There's little doubt that UPS has been caught flat-footed by events. The capital spending ramp-ups have disappointed investors, and there didn't appear to be a clear strategy for managing margin by balancing pricing increases with volume growth.
So what's new
The good news from the second quarter is that UPS seems to have recognized the need to address these issues, and investors can take heart that it's back on track. Here are three key points on the matter.
First, management reiterated it would be making "transformational initiatives" in order to "drive greater operating efficiency, improved returns and continued growth in key targeted segments," with CEO David Abney citing the launching of a voluntary retirement plan as an early example -- Abney will extensively outline more initiatives in September.
Second, CFO Richard Peretz outlined that a $900 million improvement in working capital led to management raising its free cash flow 2018 guidance to $5 billion from a previous range of $4.5 billion to $5 billion. Peretz argued that it was a consequence of taking a "more global approach to our working capital and accounts payable" as part of its transformation initiative.

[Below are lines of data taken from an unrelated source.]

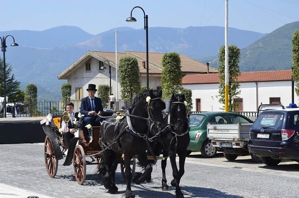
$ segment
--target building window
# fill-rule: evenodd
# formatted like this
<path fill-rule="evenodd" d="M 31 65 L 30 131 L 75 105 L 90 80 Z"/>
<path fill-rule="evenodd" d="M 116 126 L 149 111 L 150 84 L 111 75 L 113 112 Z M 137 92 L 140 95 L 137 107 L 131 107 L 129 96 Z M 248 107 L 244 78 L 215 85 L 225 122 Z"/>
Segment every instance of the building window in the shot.
<path fill-rule="evenodd" d="M 196 103 L 196 111 L 201 111 L 200 98 L 196 98 L 195 100 Z"/>
<path fill-rule="evenodd" d="M 85 71 L 86 72 L 91 72 L 91 71 L 90 63 L 87 62 L 85 63 Z"/>
<path fill-rule="evenodd" d="M 157 87 L 157 91 L 161 91 L 161 89 L 162 89 L 162 87 L 161 87 L 161 86 Z"/>
<path fill-rule="evenodd" d="M 101 69 L 101 67 L 104 66 L 104 62 L 101 61 L 101 60 L 99 61 L 99 71 L 103 72 L 104 69 Z"/>
<path fill-rule="evenodd" d="M 76 88 L 76 100 L 81 100 L 83 98 L 83 87 Z"/>
<path fill-rule="evenodd" d="M 270 104 L 281 104 L 280 98 L 269 98 Z"/>
<path fill-rule="evenodd" d="M 235 111 L 243 111 L 243 98 L 234 98 L 234 102 L 239 103 L 239 106 L 236 107 Z"/>

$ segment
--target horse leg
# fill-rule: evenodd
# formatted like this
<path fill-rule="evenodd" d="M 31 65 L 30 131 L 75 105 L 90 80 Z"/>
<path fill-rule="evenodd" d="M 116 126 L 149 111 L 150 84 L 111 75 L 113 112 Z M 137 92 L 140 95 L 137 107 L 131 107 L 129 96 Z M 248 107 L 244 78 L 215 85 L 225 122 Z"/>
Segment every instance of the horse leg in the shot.
<path fill-rule="evenodd" d="M 150 182 L 151 179 L 151 172 L 152 171 L 152 167 L 149 164 L 148 160 L 148 156 L 145 153 L 145 155 L 138 156 L 138 161 L 140 162 L 142 166 L 146 168 L 145 172 L 140 176 L 134 177 L 133 182 L 136 184 L 140 184 L 141 183 L 147 181 Z"/>
<path fill-rule="evenodd" d="M 179 186 L 179 183 L 180 182 L 180 179 L 185 173 L 185 161 L 186 160 L 186 153 L 185 152 L 178 152 L 177 155 L 179 158 L 179 170 L 177 172 L 177 169 L 176 167 L 176 164 L 175 164 L 176 170 L 177 173 L 176 174 L 173 174 L 173 178 L 174 178 L 171 181 L 171 185 L 175 187 L 175 194 L 176 195 L 177 198 L 183 198 L 184 196 L 181 192 L 180 187 Z M 175 161 L 174 160 L 174 163 Z M 172 167 L 173 168 L 173 167 Z M 175 177 L 174 176 L 175 175 Z"/>
<path fill-rule="evenodd" d="M 168 151 L 167 150 L 163 150 L 163 157 L 166 158 L 168 155 Z M 163 191 L 168 191 L 168 186 L 167 185 L 167 180 L 166 180 L 166 174 L 165 170 L 167 164 L 167 158 L 161 161 L 161 168 L 162 169 L 162 190 Z"/>
<path fill-rule="evenodd" d="M 117 169 L 119 164 L 119 160 L 121 158 L 122 154 L 115 153 L 114 160 L 112 163 L 111 172 L 111 187 L 108 190 L 108 193 L 111 194 L 117 194 L 118 192 L 118 188 L 115 184 L 115 172 Z"/>
<path fill-rule="evenodd" d="M 179 187 L 179 182 L 180 180 L 180 174 L 177 170 L 177 167 L 176 166 L 176 163 L 175 162 L 175 157 L 176 153 L 171 149 L 169 150 L 169 158 L 170 159 L 170 163 L 171 164 L 171 168 L 172 168 L 172 176 L 173 176 L 173 180 L 171 181 L 171 186 L 175 187 L 175 195 L 176 195 L 177 198 L 183 198 L 184 196 L 182 193 L 180 187 Z M 181 158 L 179 157 L 179 166 L 180 170 L 181 166 Z M 183 160 L 183 164 L 184 164 L 185 160 Z"/>
<path fill-rule="evenodd" d="M 132 179 L 132 173 L 131 171 L 131 160 L 132 159 L 133 156 L 129 156 L 128 155 L 125 155 L 124 158 L 124 162 L 125 164 L 125 175 L 126 176 L 126 181 L 127 182 L 127 189 L 126 189 L 126 193 L 125 196 L 126 198 L 134 198 L 135 196 L 132 193 L 131 189 L 131 181 Z"/>

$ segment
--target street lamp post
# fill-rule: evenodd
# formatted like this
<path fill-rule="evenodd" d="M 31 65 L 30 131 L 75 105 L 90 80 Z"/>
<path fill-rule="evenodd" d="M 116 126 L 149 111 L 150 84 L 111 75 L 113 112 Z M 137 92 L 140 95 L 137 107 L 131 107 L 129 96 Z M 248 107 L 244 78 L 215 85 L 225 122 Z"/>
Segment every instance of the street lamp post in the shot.
<path fill-rule="evenodd" d="M 3 77 L 4 77 L 4 117 L 6 118 L 6 65 L 5 64 L 5 52 L 6 51 L 6 39 L 7 37 L 10 36 L 13 39 L 13 42 L 10 44 L 10 46 L 18 46 L 18 44 L 14 42 L 14 38 L 11 35 L 7 35 L 6 36 L 3 36 L 2 38 L 0 37 L 1 39 L 1 51 L 3 52 Z"/>
<path fill-rule="evenodd" d="M 142 7 L 140 7 L 139 6 L 136 6 L 132 9 L 131 10 L 131 16 L 129 17 L 126 20 L 127 22 L 136 22 L 137 20 L 135 18 L 132 16 L 132 12 L 133 11 L 133 9 L 136 8 L 136 7 L 139 7 L 142 9 L 142 11 L 144 12 L 144 19 L 145 19 L 145 29 L 146 30 L 146 42 L 147 42 L 147 88 L 149 89 L 149 25 L 148 23 L 148 14 L 146 15 L 146 12 L 145 10 L 142 8 Z"/>
<path fill-rule="evenodd" d="M 109 75 L 110 75 L 110 95 L 111 95 L 111 66 L 110 66 L 110 63 L 109 63 L 109 61 L 108 61 L 107 60 L 106 60 L 105 61 L 104 61 L 104 63 L 105 63 L 105 62 L 106 61 L 107 61 L 108 62 L 108 65 L 109 65 Z M 103 65 L 103 67 L 101 67 L 101 69 L 107 69 L 106 67 L 105 66 L 105 65 Z"/>

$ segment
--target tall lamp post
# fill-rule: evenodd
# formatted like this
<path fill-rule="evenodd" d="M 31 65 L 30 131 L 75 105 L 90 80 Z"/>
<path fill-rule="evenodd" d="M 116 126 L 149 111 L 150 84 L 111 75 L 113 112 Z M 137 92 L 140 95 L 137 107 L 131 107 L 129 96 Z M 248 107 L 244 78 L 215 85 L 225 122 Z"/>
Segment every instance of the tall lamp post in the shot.
<path fill-rule="evenodd" d="M 127 22 L 136 22 L 137 20 L 135 18 L 132 16 L 132 12 L 133 11 L 133 9 L 136 8 L 136 7 L 139 7 L 142 9 L 142 11 L 144 12 L 144 18 L 145 18 L 145 29 L 146 30 L 146 42 L 147 42 L 147 88 L 149 89 L 149 25 L 148 24 L 148 14 L 146 15 L 146 12 L 145 10 L 142 8 L 142 7 L 140 7 L 139 6 L 136 6 L 132 9 L 131 10 L 131 16 L 129 17 L 126 20 Z"/>
<path fill-rule="evenodd" d="M 109 61 L 108 61 L 107 60 L 106 60 L 105 61 L 104 61 L 104 63 L 105 63 L 106 61 L 107 61 L 108 62 L 108 65 L 109 65 L 109 75 L 110 78 L 110 95 L 111 95 L 111 66 L 110 66 L 110 63 L 109 63 Z M 103 67 L 101 67 L 101 69 L 107 69 L 107 68 L 105 66 L 105 65 L 103 65 Z"/>
<path fill-rule="evenodd" d="M 4 117 L 6 118 L 6 65 L 5 64 L 5 52 L 6 51 L 6 39 L 7 37 L 10 36 L 13 39 L 13 42 L 10 44 L 10 46 L 18 46 L 18 44 L 14 42 L 14 38 L 11 35 L 7 35 L 6 36 L 3 36 L 1 39 L 1 51 L 3 52 L 3 68 L 4 74 Z"/>

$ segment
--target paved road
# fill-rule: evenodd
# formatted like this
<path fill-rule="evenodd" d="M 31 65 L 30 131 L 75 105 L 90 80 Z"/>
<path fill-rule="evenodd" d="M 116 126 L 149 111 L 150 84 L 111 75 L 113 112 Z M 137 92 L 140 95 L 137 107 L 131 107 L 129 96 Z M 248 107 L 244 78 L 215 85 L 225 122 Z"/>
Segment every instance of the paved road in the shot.
<path fill-rule="evenodd" d="M 43 152 L 41 143 L 0 145 L 0 198 L 27 198 L 28 195 L 39 198 L 123 197 L 126 184 L 119 169 L 116 181 L 120 194 L 112 195 L 107 193 L 94 174 L 95 165 L 87 166 L 84 185 L 76 183 L 71 166 L 62 166 L 64 160 L 59 161 L 55 178 L 49 177 Z M 172 173 L 170 163 L 167 164 L 169 185 Z M 180 185 L 185 198 L 296 198 L 299 197 L 299 182 L 298 163 L 284 162 L 273 169 L 253 163 L 250 156 L 229 162 L 222 154 L 207 159 L 195 153 L 186 161 Z M 160 184 L 159 162 L 153 168 L 152 182 L 134 184 L 132 190 L 137 198 L 175 198 L 173 188 L 162 192 Z"/>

Third, UPS appears to be preparing itself to better manage margin in the future. Peretz highlighted the fact that "yields expanded in each of our major products" as UPS took "pricing actions to better align our cost to serve with the value we create for our customers."
As you can see below, average revenue per piece increased 3.8% in the second quarter, while volume growth declined to 2.6% -- a sign that UPS might be willing to forego some volume growth in favor of better pricing and possibly better margin.

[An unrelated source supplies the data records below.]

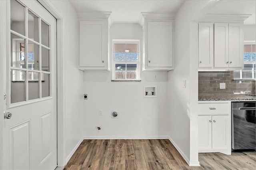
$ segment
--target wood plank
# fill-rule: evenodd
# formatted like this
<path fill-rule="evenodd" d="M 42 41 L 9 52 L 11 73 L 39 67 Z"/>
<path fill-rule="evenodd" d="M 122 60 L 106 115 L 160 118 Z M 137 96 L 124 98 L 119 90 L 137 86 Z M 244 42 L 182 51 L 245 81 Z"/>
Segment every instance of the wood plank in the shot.
<path fill-rule="evenodd" d="M 96 157 L 92 170 L 102 170 L 104 167 L 105 157 Z"/>
<path fill-rule="evenodd" d="M 166 162 L 170 170 L 178 170 L 181 169 L 179 166 L 179 164 L 178 164 L 177 162 L 176 162 L 176 160 L 174 159 L 167 160 L 166 160 Z"/>
<path fill-rule="evenodd" d="M 125 147 L 126 144 L 118 143 L 116 145 L 115 152 L 115 164 L 124 164 L 125 163 Z"/>
<path fill-rule="evenodd" d="M 132 159 L 125 160 L 125 169 L 129 170 L 136 170 L 135 160 Z"/>
<path fill-rule="evenodd" d="M 108 148 L 104 162 L 104 167 L 114 167 L 116 154 L 114 148 Z"/>
<path fill-rule="evenodd" d="M 92 168 L 95 160 L 100 145 L 94 143 L 90 151 L 88 153 L 82 165 L 82 168 Z"/>
<path fill-rule="evenodd" d="M 80 156 L 80 153 L 82 151 L 82 150 L 84 149 L 84 147 L 86 148 L 87 146 L 85 146 L 84 144 L 80 144 L 78 147 L 76 152 L 74 154 L 71 156 L 71 158 L 69 160 L 68 162 L 67 163 L 67 165 L 65 167 L 70 168 L 72 164 L 74 164 L 74 162 L 76 160 L 78 159 L 79 157 Z"/>
<path fill-rule="evenodd" d="M 126 145 L 125 148 L 125 159 L 134 160 L 134 152 L 133 150 L 133 145 Z"/>
<path fill-rule="evenodd" d="M 125 170 L 125 165 L 124 164 L 118 164 L 115 165 L 114 167 L 114 170 Z"/>
<path fill-rule="evenodd" d="M 93 144 L 92 143 L 86 143 L 72 164 L 75 165 L 82 164 L 87 155 L 91 152 L 93 145 Z"/>
<path fill-rule="evenodd" d="M 99 152 L 98 152 L 97 154 L 97 156 L 105 157 L 106 157 L 106 153 L 108 150 L 108 144 L 109 143 L 109 140 L 102 140 L 100 148 L 99 148 Z"/>
<path fill-rule="evenodd" d="M 139 148 L 141 146 L 140 142 L 138 139 L 132 139 L 132 145 L 134 148 Z"/>
<path fill-rule="evenodd" d="M 131 139 L 126 139 L 125 142 L 127 145 L 132 145 L 132 140 Z"/>
<path fill-rule="evenodd" d="M 188 165 L 187 162 L 186 162 L 172 144 L 166 144 L 166 145 L 179 166 Z"/>
<path fill-rule="evenodd" d="M 82 165 L 72 165 L 69 168 L 69 170 L 80 170 Z"/>
<path fill-rule="evenodd" d="M 134 151 L 135 164 L 137 170 L 147 170 L 143 152 L 141 148 L 133 148 Z"/>
<path fill-rule="evenodd" d="M 147 167 L 148 170 L 156 170 L 158 169 L 155 162 L 147 162 Z"/>

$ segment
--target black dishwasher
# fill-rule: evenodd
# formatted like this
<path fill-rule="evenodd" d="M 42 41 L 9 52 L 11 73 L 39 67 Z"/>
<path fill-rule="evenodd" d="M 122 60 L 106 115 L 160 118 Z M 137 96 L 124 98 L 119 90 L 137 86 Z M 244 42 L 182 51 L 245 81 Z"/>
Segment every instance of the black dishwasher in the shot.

UPS's second-quarter results were solid enough, but the real story relates to the progress in the underlying objective of transforming the business. Looking ahead, UPS will host a Transformation Conference on Sept. 13, and investors will then learn just how UPS plans to improve efficiency and generate growth for shareholders.
UPS's management is now addressing the need to make higher capital expenditures while improving productivity, and the company is being more aggressive on pricing. For the first time in a while, UPS looks like it's getting into shape.